When aspiring thru-hikers first decide they want to hike a long-distance trail, they usually go right into this super-planning mode and usually over-plan every meticulous detail down to the last mile. At the start of my pre-hike preparations, I definitely found myself doing this. But do I really know exactly when I’ll be at any given point? No, I guess at it! Eventually, I realized that many seasoned hikers found there to be more freedom in not having a down-to-the-mile plan. I mean the kind of restrictive plan where every day is pre-determined and you feel bound to keep to a strict schedule. This would prevent one from doing spur-of-the-moment side-trips or competing in a 24-hour challenge whereby thru-hikers hike non-stop to see who can make the most miles during that period. As an organizational machine and natural categorizer , I just had to do some planning but the tradeoff was that I would keep things flexible.
For the five months I’m on the PCT, I have some pre-packed resupply boxes that contain food and basic supplies. The average resupply is every 5-7 days and is based on the miles it takes me to get to the next town (resupply point). In addition to these boxes, I will be buying some supplies in town, which is known as a hybrid strategy (send some maildrops but also buy in towns). While there are advantage to both methods, I prefer maildrops primarily for budgeting reasons. I’ve heard of hikers running out of money because they spent too much in towns and, as a consequence, had to prematurely get off trail. This way, I know I’ll have enough food to last the entire thru-hike. One disadvantage to maildrops is that you can get sick of the kinds of food that you send yourself. To overcome this, I’ll be sending a rainbow-variety of foods that I eat in normal life (not just trail mix and Power Bars) but also shopping/eating out some meals in the towns so I can eat whatever my hiker hunger craves!
Decorative duck tape is used to easily identify the box so that the postal clerk can easily retrieve your resupply box amid the mountains of other packages. I used an easy-to-recognize Zebra Duck Tape on all of mine!
For my 4×6 shipping labels on the resupply boxes, I used the format recommended in Yogi’s PCT Handbook. I also added mileages in the lower left corner (current mileage/mileage to next resupply) and the Map Section of the trail in the lower right corner. The ETA will be handwritten on the label prior to shipping (only a guesstimate).
The box tags on my resupply boxes show the Box Number and Number of Days.
As part of my food resupply strategy, I pulled the trigger on a NESCO brand dehydrator from Amazon.
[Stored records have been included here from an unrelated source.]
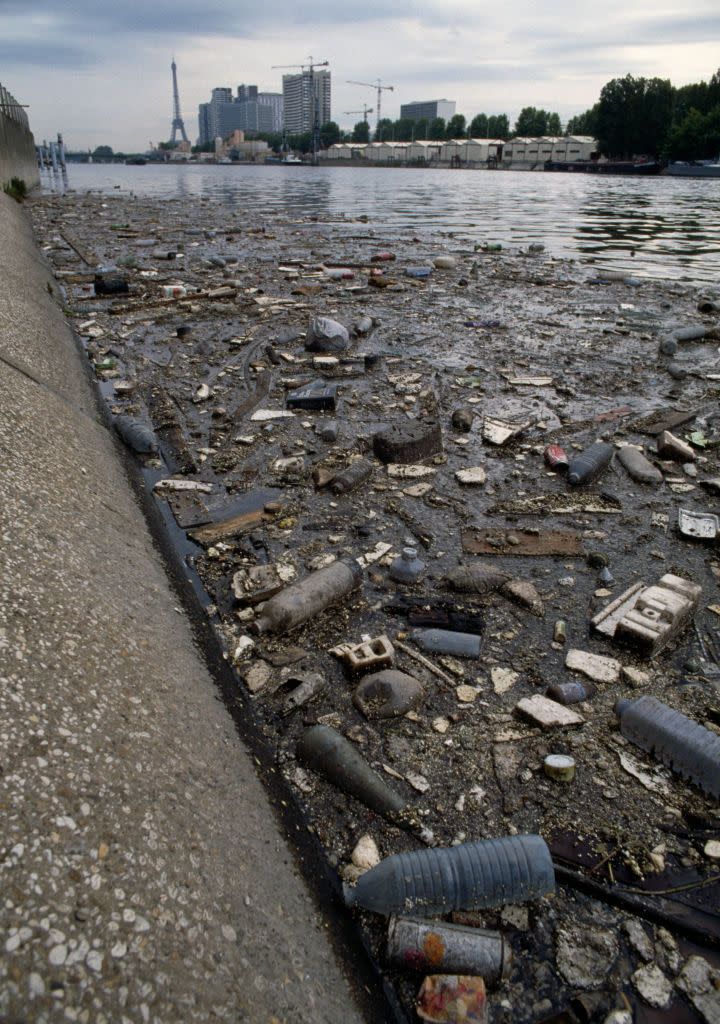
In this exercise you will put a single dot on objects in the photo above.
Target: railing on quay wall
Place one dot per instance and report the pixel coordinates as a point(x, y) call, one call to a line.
point(11, 109)
point(17, 154)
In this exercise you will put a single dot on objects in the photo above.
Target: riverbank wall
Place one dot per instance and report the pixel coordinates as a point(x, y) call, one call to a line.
point(17, 157)
point(143, 871)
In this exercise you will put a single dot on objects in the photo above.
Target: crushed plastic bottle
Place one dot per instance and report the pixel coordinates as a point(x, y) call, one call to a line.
point(472, 876)
point(408, 567)
point(302, 600)
point(687, 748)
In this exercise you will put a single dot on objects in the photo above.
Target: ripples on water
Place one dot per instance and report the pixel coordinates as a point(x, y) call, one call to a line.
point(654, 226)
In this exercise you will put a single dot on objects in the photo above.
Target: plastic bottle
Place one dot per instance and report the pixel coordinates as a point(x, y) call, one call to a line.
point(302, 600)
point(328, 753)
point(408, 567)
point(586, 466)
point(351, 476)
point(468, 877)
point(687, 748)
point(437, 947)
point(448, 642)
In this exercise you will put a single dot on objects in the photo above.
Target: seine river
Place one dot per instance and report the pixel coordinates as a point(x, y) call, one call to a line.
point(651, 226)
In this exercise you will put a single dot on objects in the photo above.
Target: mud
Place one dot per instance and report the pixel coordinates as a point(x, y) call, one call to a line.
point(514, 336)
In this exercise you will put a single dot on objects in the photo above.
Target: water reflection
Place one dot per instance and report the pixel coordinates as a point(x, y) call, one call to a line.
point(671, 225)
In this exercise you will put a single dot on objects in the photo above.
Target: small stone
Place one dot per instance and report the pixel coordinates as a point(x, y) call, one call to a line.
point(58, 954)
point(366, 853)
point(595, 667)
point(474, 476)
point(418, 782)
point(466, 693)
point(653, 986)
point(547, 714)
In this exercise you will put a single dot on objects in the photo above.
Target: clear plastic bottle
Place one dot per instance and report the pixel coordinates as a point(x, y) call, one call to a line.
point(687, 748)
point(407, 567)
point(468, 877)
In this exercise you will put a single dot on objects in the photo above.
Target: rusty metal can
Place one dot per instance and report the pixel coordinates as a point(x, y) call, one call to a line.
point(441, 948)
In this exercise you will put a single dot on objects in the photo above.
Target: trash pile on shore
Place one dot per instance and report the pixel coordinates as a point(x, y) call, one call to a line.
point(455, 511)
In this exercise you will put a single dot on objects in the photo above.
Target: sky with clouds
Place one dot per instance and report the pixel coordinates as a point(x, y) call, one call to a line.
point(99, 71)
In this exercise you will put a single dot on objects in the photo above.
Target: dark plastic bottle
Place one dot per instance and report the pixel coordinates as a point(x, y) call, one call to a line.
point(586, 466)
point(687, 748)
point(296, 604)
point(448, 642)
point(468, 877)
point(328, 753)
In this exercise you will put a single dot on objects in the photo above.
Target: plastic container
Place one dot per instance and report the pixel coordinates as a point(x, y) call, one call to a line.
point(438, 947)
point(468, 877)
point(448, 642)
point(586, 466)
point(357, 472)
point(682, 744)
point(408, 567)
point(302, 600)
point(328, 753)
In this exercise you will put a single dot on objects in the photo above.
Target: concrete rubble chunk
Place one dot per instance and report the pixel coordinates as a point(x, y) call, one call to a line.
point(547, 714)
point(701, 983)
point(670, 446)
point(408, 442)
point(653, 986)
point(648, 617)
point(595, 667)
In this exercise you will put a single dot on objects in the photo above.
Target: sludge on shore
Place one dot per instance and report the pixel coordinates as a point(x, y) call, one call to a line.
point(432, 612)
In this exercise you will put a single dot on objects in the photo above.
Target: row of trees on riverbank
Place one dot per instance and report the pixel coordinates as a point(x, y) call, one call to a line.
point(650, 116)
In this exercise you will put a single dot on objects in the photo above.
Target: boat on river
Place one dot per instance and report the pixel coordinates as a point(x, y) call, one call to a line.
point(693, 169)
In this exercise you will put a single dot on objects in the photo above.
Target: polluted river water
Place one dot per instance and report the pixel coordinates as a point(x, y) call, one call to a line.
point(274, 349)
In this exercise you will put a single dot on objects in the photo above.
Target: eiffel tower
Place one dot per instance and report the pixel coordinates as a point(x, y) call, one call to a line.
point(177, 122)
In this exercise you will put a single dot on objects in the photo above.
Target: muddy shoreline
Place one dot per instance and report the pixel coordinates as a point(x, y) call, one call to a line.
point(515, 336)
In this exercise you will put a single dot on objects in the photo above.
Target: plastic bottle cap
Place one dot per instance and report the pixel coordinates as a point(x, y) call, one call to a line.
point(560, 767)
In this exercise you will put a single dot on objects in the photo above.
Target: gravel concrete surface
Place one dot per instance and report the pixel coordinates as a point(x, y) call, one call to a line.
point(142, 872)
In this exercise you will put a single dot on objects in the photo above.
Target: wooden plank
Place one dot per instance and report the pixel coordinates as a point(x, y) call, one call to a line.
point(215, 531)
point(520, 542)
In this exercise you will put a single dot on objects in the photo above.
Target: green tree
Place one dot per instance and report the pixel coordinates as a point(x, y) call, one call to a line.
point(532, 121)
point(478, 126)
point(634, 116)
point(329, 134)
point(437, 128)
point(498, 126)
point(583, 124)
point(383, 132)
point(361, 133)
point(456, 127)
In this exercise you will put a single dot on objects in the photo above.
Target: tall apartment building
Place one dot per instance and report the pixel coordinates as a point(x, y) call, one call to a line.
point(428, 110)
point(299, 92)
point(250, 112)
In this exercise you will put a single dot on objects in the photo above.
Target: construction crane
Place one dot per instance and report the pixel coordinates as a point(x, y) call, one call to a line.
point(375, 85)
point(365, 112)
point(309, 68)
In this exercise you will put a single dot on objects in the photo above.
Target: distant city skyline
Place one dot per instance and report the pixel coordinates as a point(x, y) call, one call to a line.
point(100, 73)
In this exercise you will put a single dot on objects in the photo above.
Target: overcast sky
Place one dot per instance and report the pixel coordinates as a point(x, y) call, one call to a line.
point(99, 70)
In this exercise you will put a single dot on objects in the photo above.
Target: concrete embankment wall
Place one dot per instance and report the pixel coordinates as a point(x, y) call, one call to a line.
point(17, 158)
point(143, 873)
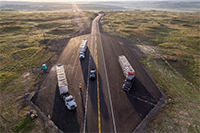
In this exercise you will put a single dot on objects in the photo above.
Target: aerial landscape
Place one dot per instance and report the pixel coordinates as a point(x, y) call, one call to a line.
point(100, 66)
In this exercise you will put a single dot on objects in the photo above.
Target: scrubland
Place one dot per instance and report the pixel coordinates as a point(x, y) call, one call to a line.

I will be dehydrating ground beef since it can be so hard to come by on trail. The ground beef can be mixed with just about anything and will also be a much-needed source of protein for my overall nutrition.
One thing I’m learning with my resupply strategy is that although it needs to be well thought out, it does not have to be perfect. Adjustments can be made along the way. It is always recommended to thru-hikers not to tape-seal the boxes until right before sending so that adjustments to the resupply boxes can be made prior to sending. Resupplying is a science that I will improve and become more efficient at over time with practice!